Todos os consumidores têm um único objetivo: garimpar produtos com descontos que podem chegar a até 90% do preço original. Mas quando surgiu a Black Friday? Por que o evento ganhou esse nome? Confira dez curiosidades envolvendo um dos dias mais famosos do varejo

1) O termo Black Friday se referia a crises na Bolsa

Embora esteja hoje associado ao maior dia de compras dos Estados Unidos, o termo Black Friday (literalmente “Sexta-Feira Negra” em inglês) se referia originalmente a eventos muito diferentes.
“O adjetivo negro foi usado durante muitos séculos para retratar diversos tipos de calamidades”, afirma o linguista Benjamin Zimmer, editor-executivo do site Vocabulary.com.
Nos EUA, a primeira vez que o termo foi usado foi no dia 24 de setembro de 1869, quando dois especuladores, Jay Gould e James Fisk, tentaram tomar o mercado do ouro na Bolsa de Nova York.
Quando o governo foi obrigado a intervir para corrigir a distorção, elevando a oferta da matéria-prima ao mercado, os preços caíram e muitos investidores perderam grandes fortunas.
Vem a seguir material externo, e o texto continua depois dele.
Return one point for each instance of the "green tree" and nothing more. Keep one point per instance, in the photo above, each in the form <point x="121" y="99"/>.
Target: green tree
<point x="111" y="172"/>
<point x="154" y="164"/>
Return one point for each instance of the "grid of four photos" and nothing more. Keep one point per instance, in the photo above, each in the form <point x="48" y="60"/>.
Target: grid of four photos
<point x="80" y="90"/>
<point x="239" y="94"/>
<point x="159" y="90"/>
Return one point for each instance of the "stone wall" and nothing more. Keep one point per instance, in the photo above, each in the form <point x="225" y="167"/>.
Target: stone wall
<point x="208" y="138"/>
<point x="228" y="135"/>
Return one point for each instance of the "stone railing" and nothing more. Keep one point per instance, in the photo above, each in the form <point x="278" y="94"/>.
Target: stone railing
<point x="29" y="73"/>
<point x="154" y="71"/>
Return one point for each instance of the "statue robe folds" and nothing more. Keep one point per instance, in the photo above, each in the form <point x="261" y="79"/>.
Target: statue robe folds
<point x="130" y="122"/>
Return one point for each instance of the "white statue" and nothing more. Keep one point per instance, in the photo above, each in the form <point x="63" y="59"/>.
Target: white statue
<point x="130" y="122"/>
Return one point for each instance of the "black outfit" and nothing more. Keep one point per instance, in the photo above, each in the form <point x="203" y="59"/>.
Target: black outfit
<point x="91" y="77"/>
2) Os desfiles de Papai Noel antecederam a Black Friday

Para muitos americanos, o desfile do Dia de Ação de Graças, promovido pela loja de departamentos Macy’s, tornou-se parte do ritual do feriado.
Mas o evento, na verdade, foi inspirado nos vizinhos do norte. A loja de departamentos canadense Eaton’s realizou o primeiro desfile do Papai Noel em 2 de dezembro de 1905. Quando o Papai Noel aparecia ao final do desfile, era um sinal de que a temporada de festas havia começado – e, por sua vez, a corrida às compras. É claro que os consumidores eram incentivados a fazer compras na Eaton’s.
Lojas de departamento, como a Macy’s, inspiraram-se no desfile e passaram a patrocinar eventos semelhantes ao redor dos Estados Unidos.
Em 1924, por exemplo, Nova York viu pela primeira vez um desfile da Macy’s com animais do zoológico do Central Park, totalmente organizado por funcionários da própria loja.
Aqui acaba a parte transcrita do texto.